Tuesday, May 5, 2009


May 5, 2009

So the fourteenth meeting of the Anglican consultative council is underway. Two things seem to have happened thus far. One is that Henry Orombi, Archbishop of Uganda has attempted to seat the chief operating officer of the American Anglican Council, the Rev’d J. Philip Ashey, as a delegate from Uganda. (The AAC for those who get confused by the acronyms and initials is one of the conservative groups in America who leaders appear to be based in Atlanta when not on airplanes.) I was in at least two small clergy groups at various conferences in the Diocese of Virginia with Philip Ashey who was then serving at the Church of the Apostles in Fairfax, VA, which is now part of the CANA group of churches. I remember him as engaging and thoughtful. He received some (mostly negative) press recently when he compared the AAC to the American special forces who go behind enemy lines and blow things up, quickly pointing out that what he is blowing up are ‘principalities and powers’. (http://www.livingchurch.org/news/news-updates/2009/4/3/aac-official-canterburys-recognition-unlikely) The ACC, through the Secretary-General has declined to support this move by Archbishop Orombi and his friends.
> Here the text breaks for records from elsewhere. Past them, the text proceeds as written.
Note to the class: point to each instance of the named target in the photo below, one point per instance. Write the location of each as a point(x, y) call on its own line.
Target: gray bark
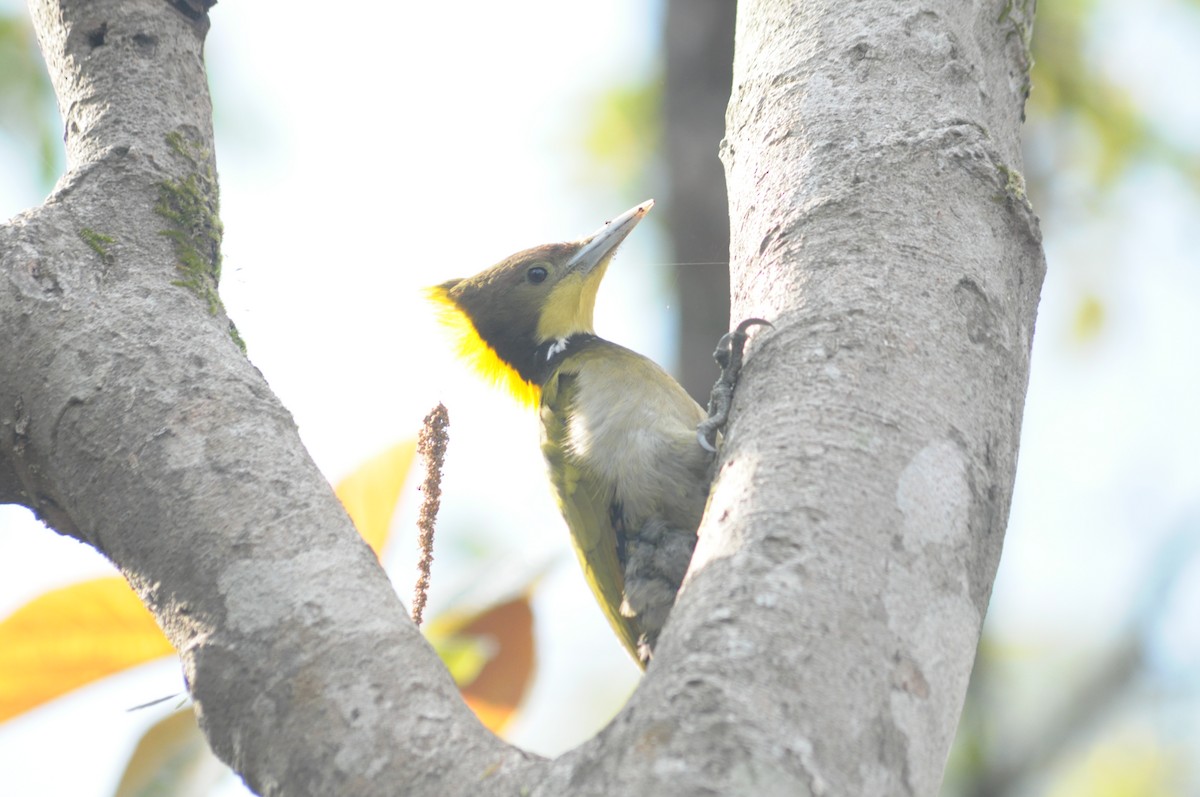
point(823, 640)
point(131, 420)
point(879, 219)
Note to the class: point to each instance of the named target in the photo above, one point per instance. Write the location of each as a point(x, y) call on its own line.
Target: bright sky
point(365, 156)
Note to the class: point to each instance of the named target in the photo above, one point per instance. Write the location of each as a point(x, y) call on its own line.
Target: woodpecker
point(619, 435)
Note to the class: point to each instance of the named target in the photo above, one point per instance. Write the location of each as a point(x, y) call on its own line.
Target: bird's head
point(508, 316)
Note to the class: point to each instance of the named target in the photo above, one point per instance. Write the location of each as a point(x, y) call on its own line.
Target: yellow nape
point(477, 353)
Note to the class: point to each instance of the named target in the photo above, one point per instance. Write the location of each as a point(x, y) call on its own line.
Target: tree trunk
point(879, 220)
point(823, 639)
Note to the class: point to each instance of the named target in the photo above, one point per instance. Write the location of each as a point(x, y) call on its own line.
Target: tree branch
point(131, 419)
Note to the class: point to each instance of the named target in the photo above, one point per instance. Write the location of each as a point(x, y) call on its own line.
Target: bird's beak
point(597, 247)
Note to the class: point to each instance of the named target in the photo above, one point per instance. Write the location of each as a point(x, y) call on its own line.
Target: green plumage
point(619, 439)
point(618, 432)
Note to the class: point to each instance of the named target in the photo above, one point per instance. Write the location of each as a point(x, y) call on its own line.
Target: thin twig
point(431, 444)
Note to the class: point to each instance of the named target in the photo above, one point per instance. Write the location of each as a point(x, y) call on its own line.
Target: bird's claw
point(729, 357)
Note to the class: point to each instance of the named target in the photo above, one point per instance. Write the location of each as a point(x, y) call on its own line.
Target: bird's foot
point(729, 357)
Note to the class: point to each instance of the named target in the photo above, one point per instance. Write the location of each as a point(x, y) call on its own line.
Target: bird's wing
point(588, 507)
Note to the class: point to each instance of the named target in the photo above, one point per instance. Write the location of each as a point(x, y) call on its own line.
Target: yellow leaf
point(1129, 763)
point(371, 492)
point(70, 637)
point(172, 757)
point(491, 655)
point(1089, 319)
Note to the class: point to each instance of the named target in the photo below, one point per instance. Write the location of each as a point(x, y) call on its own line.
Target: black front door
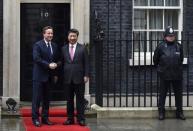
point(33, 18)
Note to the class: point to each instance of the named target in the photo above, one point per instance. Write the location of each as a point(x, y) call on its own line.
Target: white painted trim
point(45, 1)
point(11, 41)
point(149, 57)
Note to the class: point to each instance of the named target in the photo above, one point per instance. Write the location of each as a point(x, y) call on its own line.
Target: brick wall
point(117, 24)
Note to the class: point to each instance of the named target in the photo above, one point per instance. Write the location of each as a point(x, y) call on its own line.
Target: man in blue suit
point(76, 74)
point(45, 59)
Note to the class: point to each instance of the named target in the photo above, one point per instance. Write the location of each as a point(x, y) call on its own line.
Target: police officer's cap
point(169, 31)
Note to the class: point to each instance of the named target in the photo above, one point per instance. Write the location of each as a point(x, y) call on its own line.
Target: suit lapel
point(67, 52)
point(76, 51)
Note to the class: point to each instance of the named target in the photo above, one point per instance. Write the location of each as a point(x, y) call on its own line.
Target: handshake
point(52, 65)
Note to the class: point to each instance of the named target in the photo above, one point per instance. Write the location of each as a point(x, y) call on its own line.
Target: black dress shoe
point(69, 122)
point(180, 116)
point(82, 123)
point(47, 122)
point(36, 123)
point(161, 116)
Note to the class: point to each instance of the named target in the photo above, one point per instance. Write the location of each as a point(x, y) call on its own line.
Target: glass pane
point(140, 2)
point(171, 18)
point(172, 3)
point(156, 2)
point(155, 19)
point(140, 38)
point(156, 38)
point(140, 21)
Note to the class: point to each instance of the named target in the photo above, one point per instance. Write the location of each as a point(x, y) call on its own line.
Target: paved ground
point(15, 124)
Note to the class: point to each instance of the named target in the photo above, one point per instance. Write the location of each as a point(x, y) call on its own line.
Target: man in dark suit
point(76, 70)
point(44, 73)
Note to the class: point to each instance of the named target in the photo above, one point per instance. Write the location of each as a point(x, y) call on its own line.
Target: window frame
point(139, 56)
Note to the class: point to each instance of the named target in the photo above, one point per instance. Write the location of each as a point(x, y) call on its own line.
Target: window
point(150, 18)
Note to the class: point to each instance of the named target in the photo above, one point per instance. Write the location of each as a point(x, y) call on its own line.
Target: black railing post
point(99, 60)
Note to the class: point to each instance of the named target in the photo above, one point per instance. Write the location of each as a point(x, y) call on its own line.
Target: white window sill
point(142, 62)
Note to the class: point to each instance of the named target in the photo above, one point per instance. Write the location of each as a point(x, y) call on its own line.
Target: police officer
point(168, 57)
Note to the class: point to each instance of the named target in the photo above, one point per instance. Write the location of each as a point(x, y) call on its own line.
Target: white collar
point(73, 45)
point(46, 42)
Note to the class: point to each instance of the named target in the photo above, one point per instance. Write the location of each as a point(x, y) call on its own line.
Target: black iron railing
point(127, 77)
The opening matter of substance has been the introduction of the Ridley (“best possible”) draft of the proposed Anglican Covenant (http://www.aco.org/commission/covenant/ridley_cambridge/draft_text.cfm) which is being introduced with a resolution that it be sent to the provinces for response. The chair of the committee producing the document is Archbishop Drexel Gomez who has said that it is “now or never” for the Anglican Communion. There has apparently been some debate about how long it will take for provinces to respond. Those who see the covenant as a way of reining in provinces that are moving toward the full inclusion of GLBT people would like to see something approved soon. Others (such as The Episcopal Church) would like a proper amount of time to consider and respond to the proposal through General Convention. That means either crafting some kind of rather hurried response that will not have been digested by the province as a whole this summer, or waiting until the next convention three years from now. Apparently some other provinces would like even more time. I support our Presiding Bishop in her thinking that doing something this summer will not reflect the broad consideration of the church in the form of classes and discussions at parochial and diocesan meetings.